L’équipe de recherche a approfondi son étude du NR1H3 dans le but de comprendre le rôle de ce gène dans l’organisme et de mettre au jour tout lien qu’il pourrait avoir avec l’apparition de la SP. Cette démarche a révélé que le NR1H3 contenait le matériel génétique gouvernant la production d’une protéine appelée LXRA. On croit que cette protéine agit comme un commutateur régulant l’expression d’autres gènes intervenant dans le contexte de la SP, tels ceux qui régissent la remyélinisation et l’inflammation.
Commentaires
Au cours des dix dernières années environ, les techniques d’analyse génétique de plus en plus sophistiquées ont permis aux chercheurs de dresser un catalogue de plus de 100 facteurs de risque génétiques liés à la SP. Selon les connaissances actuelles, ces gènes ne contribuent que faiblement au risque global de SP et ne révèlent que très peu de choses quant à la nature héréditaire de la SP. Dans le cadre de cette nouvelle étude, la Dre Sadovnick et ses collaborateurs ont découvert une pièce cruciale du casse-tête en mettant en lumière les mécanismes de transmission génétique de certaines formes de SP, d’une génération à l’autre. Soulignons cependant que cette mutation du gène NR1H3 semble extrêmement rare puisqu’elle n’est observée que chez 0,1 % des personnes inscrites dans la biobanque de l’ÉCCSGSP. Les auteurs de l’étude concluent que pour la très grande majorité des personnes qui vivent avec la SP, la maladie est fort probablement provoquée par une interaction entre divers déclencheurs génétiques et environnementaux plutôt que par une seule mutation.
Le mécanisme par lequel la mutation du NR1H3 déclenche ou favorise la forme progressive de SP concernée ici fait encore l’objet d’investigations. Se fondant sur leurs observations, les chercheurs avancent que certains porteurs de la mutation pourraient subir deux conséquences fâcheuses à la suite de la détérioration de la myéline, en l’occurrence une intensification de la réponse inflammatoire et une défaillance des mécanismes de réparation de la myéline. L’association de ces facteurs créerait le contexte idéal à la neurodégérescence des fibres nerveuses dont la gaine de myéline est altérée et à l’évolution rapide de la maladie.
Les résultats de cette étude pourraient s’avérer très utiles dans l’élaboration de stratégies de dépistage, de diagnostic et de prévention de la SP. Selon les chercheurs, le test de dépistage du gène NR1H3 chez les personnes qui n’ont pas la SP mais qui font partie d’une famille à cas multiples de cette maladie pourrait aider les cliniciens à déterminer s’il serait justifié de recourir à des examens d’imagerie diagnostique pour déceler tout signe de la maladie avant que ne surviennent des symptômes visibles.
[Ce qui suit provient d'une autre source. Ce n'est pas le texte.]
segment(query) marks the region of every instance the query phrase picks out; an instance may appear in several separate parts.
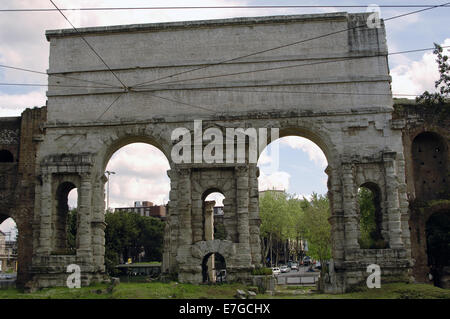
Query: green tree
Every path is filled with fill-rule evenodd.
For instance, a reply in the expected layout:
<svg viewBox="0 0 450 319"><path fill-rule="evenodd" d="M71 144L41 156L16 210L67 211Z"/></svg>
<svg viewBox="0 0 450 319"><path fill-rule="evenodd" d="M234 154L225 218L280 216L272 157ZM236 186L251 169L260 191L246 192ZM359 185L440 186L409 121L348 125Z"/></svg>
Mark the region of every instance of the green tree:
<svg viewBox="0 0 450 319"><path fill-rule="evenodd" d="M358 190L358 204L360 214L360 238L359 245L361 248L373 247L376 240L376 221L375 221L375 204L374 196L371 190L361 187Z"/></svg>
<svg viewBox="0 0 450 319"><path fill-rule="evenodd" d="M147 258L161 261L164 222L158 218L140 216L129 212L107 213L105 249L113 251L110 256L119 256L122 261L138 260L145 252Z"/></svg>
<svg viewBox="0 0 450 319"><path fill-rule="evenodd" d="M294 256L294 260L302 258L301 240L305 237L304 211L302 202L305 199L299 199L295 195L290 195L287 201L288 210L288 230L291 244L289 245L289 254Z"/></svg>
<svg viewBox="0 0 450 319"><path fill-rule="evenodd" d="M360 217L359 246L362 249L383 249L388 244L383 240L379 225L377 225L375 197L373 191L366 187L358 189L358 204Z"/></svg>
<svg viewBox="0 0 450 319"><path fill-rule="evenodd" d="M270 255L272 259L275 249L275 264L278 264L281 242L288 235L286 197L284 192L266 191L261 194L259 201L262 255L263 258Z"/></svg>
<svg viewBox="0 0 450 319"><path fill-rule="evenodd" d="M326 196L313 193L310 201L304 203L305 238L308 254L319 260L325 270L325 262L331 258L330 205Z"/></svg>
<svg viewBox="0 0 450 319"><path fill-rule="evenodd" d="M131 258L161 261L164 240L164 222L158 218L140 216L129 212L107 212L105 229L105 266L109 274L115 274L115 266ZM70 210L67 216L67 242L69 250L75 252L77 233L77 211Z"/></svg>
<svg viewBox="0 0 450 319"><path fill-rule="evenodd" d="M416 98L417 103L426 105L443 104L450 97L450 65L448 63L448 56L443 54L442 47L436 43L434 44L433 53L436 55L440 75L439 80L434 83L434 87L438 92L430 93L425 91L421 96Z"/></svg>
<svg viewBox="0 0 450 319"><path fill-rule="evenodd" d="M75 253L77 247L77 210L71 209L67 214L67 249Z"/></svg>

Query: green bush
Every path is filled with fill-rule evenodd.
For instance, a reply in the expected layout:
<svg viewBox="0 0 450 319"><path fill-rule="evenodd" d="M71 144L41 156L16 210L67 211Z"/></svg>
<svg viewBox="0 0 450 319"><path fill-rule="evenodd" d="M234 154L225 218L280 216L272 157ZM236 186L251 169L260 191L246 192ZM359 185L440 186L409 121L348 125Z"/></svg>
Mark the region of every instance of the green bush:
<svg viewBox="0 0 450 319"><path fill-rule="evenodd" d="M253 276L269 276L272 275L272 268L255 268L252 271Z"/></svg>

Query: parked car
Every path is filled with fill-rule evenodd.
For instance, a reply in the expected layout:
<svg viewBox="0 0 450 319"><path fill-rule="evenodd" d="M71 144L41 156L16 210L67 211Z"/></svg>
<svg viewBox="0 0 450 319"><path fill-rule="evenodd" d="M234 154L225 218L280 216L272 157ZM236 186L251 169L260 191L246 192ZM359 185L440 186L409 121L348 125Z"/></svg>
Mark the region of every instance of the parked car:
<svg viewBox="0 0 450 319"><path fill-rule="evenodd" d="M286 265L280 266L280 272L290 272L290 271L291 269L288 266Z"/></svg>
<svg viewBox="0 0 450 319"><path fill-rule="evenodd" d="M298 271L298 264L297 263L292 263L291 264L291 270L297 270Z"/></svg>
<svg viewBox="0 0 450 319"><path fill-rule="evenodd" d="M278 268L278 267L272 267L272 274L274 274L274 275L280 274L280 268Z"/></svg>
<svg viewBox="0 0 450 319"><path fill-rule="evenodd" d="M314 264L314 267L316 267L317 269L322 269L322 265L320 264L320 261L316 261L316 263Z"/></svg>
<svg viewBox="0 0 450 319"><path fill-rule="evenodd" d="M304 265L304 266L309 266L309 265L311 265L311 257L305 256L305 258L303 258L303 265Z"/></svg>

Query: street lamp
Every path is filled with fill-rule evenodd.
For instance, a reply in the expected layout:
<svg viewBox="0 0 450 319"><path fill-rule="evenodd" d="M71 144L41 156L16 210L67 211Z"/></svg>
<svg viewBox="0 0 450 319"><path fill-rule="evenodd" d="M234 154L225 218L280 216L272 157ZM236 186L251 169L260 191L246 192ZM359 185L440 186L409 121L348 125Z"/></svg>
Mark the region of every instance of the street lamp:
<svg viewBox="0 0 450 319"><path fill-rule="evenodd" d="M116 174L116 172L106 171L105 173L106 173L106 175L108 175L108 188L107 188L107 191L106 191L106 193L107 193L106 194L106 210L109 210L109 184L110 184L109 176L113 175L113 174Z"/></svg>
L’équipe fait remarquer que ses travaux pourraient également mener à la création d’un nouveau modèle animal de SP progressive primaire qui aiderait à mieux comprendre les mécanismes sous-jacents de la maladie et à mettre au point des médicaments capables de cibler ce gène dans le but ultime d’élaborer des stratégies thérapeutiques contre les formes progressives de SP.
Référence
WANG, Z., et coll. « Nuclear Receptor NR1H3 in Familial Multiple Sclerosis », Neuron, 2016, 90: 948-54.